The consequence of this is that those five names—in one permutation or another—are on a huge proportion of the papers evaluating health & development interventions with credible identification that were published prior to ~2010, and as for interventions that were first evaluated more recently, well, 1) the evidence base about those interventions is often still too thin to be the basis of a GiveWell recommendation, and 2) running these RCTs may be easier today than it was 20 years ago, but it’s still administratively challenging and (more importantly) difficult to fund. If you’re going to persuade Gates (or someone similar) to give you a seven- (or eight-) figure sum of money to figure out if sending people text messages gets them to vaccinate their children, it really helps if you can say that you’ll be drawing on someone like Michael Kremer’s network and expertise in putting your study together. This isn’t just empty signaling, either. There’s a lot that can go wrong in organizing an RCT like this, and having someone on the study team who has loads of experience navigating the challenges that tend to arise is genuinely very valuable.

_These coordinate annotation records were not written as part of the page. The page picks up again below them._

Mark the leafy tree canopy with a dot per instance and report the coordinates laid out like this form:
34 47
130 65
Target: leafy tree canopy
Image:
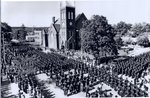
97 37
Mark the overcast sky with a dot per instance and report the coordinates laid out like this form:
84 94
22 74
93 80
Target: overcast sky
40 13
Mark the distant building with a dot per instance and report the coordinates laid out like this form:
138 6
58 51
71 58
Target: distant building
35 36
65 34
19 33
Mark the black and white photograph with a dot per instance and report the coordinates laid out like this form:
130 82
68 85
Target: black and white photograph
75 48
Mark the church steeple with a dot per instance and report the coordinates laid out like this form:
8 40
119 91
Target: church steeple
67 24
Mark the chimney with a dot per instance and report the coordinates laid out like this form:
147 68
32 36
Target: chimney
53 19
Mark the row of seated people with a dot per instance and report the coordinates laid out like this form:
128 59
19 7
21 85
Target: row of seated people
113 84
133 66
16 74
57 62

Moreover, if you’re a junior researcher, you may need someone like Kremer’s network in order to get the approvals you need to launch your intervention from the government wherever you’re working, to access J-PAL/IPA resources in-country, and to connect with other reliable implementation partners on the ground (e.g., local non-profits, survey firms, etc.).
In conjunction with the fact that Banerjee, Duflo, Kremer, Karlan, Miguel have all skyrocketed to (global) prominence in the last 15 years, this means that much of the best (particularly experimental) work happening in health and development even today still has one of their names on it. The best work, after all, requires a lot of money and excellent contacts, and the distinguished stature of those five economists has left them with money and contacts in spades. If you go on Kremer’s lab’s website, you can see that it employs, like, a shocking number of people (for a social science research center in a university setting). His personal contribution to the clean water paper under discussion here was probably not enormous, but it’s nonetheless no coincidence that he led it. If I’m a promising young economist with ambitions to do impactful work on these topics, then Kremer is going to be among the people I’d be most eager to collaborate with; I’m going to do everything I can to build a working relationship with him (especially given that he is also, reputedly, a nice guy). I think that’s why you see him behind so many of GiveWell’s recs.